[petsc-users] Using DM for a refined level-set grid

Åsmund Ervik asmund.ervik at ntnu.no
Sat Mar 1 04:56:00 CST 2014


Hi Jed,

Thanks for the answer, sorry for the long delay here, I got knocked out by the flu. Oh well.

>Fra: Jed Brown [jed at jedbrown.org]
>Sendt: 22. februar 2014 01:50
>Til: Åsmund Ervik; petsc-users at mcs.anl.gov
>Emne: Re: [petsc-users] Using DM for a refined level-set grid
>
>
>Is this 2D or 3D, what fraction of the domain is likely to be within
>5*dxCoarse of the interface, and how large do you intend your subdomains
>to be?

This is 3D. Of the global domain only a small fraction would be within 5*dxCoarse of the interface; we're not studying atomization or anything extreme like that. I guess it's a little tricky to say how large the subdomains will be, but I'd say around 300 subdomains would be a reasonable guess at the number of them. Then the size would be roughly 1/7th of the global domain in each dimension, so for a typical case around 100*dxCoarse in each dimension. So still the subdomains should not be nearly-full refined.
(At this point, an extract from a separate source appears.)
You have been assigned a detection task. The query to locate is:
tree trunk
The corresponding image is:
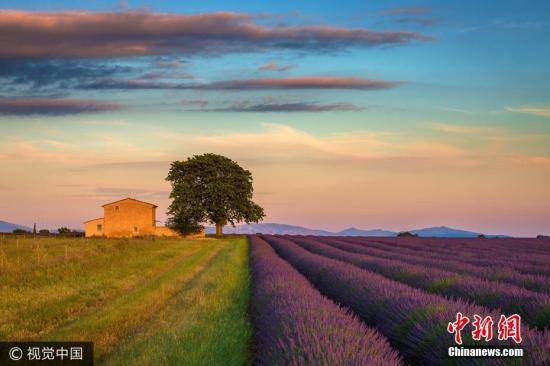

>My worry is that even if you implement the dynamic algorithm you're
>thinking of (which is nontrivial to do well), some subdomains will have
>nearly-full refined sections which will limit your max problem size and
>performance.  If you can't load balance dynamically (in terms of peak
>memory and time) at the needed granularity, there is no point trying to
>save some storage in benign regions of your domain.

This is a good point. It's probably worth it to implement just a plain refined grid (without any "sparse allocation") and see if that will be sufficiently fast. Should be quick to do.

>What sort of methods will you be using for your CFD?  Does it involve
>assembled matrices?

We're solving a pressure Poisson equation, so yes, it involves assembled matrices.

>From your questions I now realize that perhaps the worst-scaling part of our code will be velocity extrapolation for level-set advection. This takes some time (not as much as the Poisson equation, maybe 5% of that) and only happens in a band around the interface. I guess we should look into alternatives to velocity extrapolation.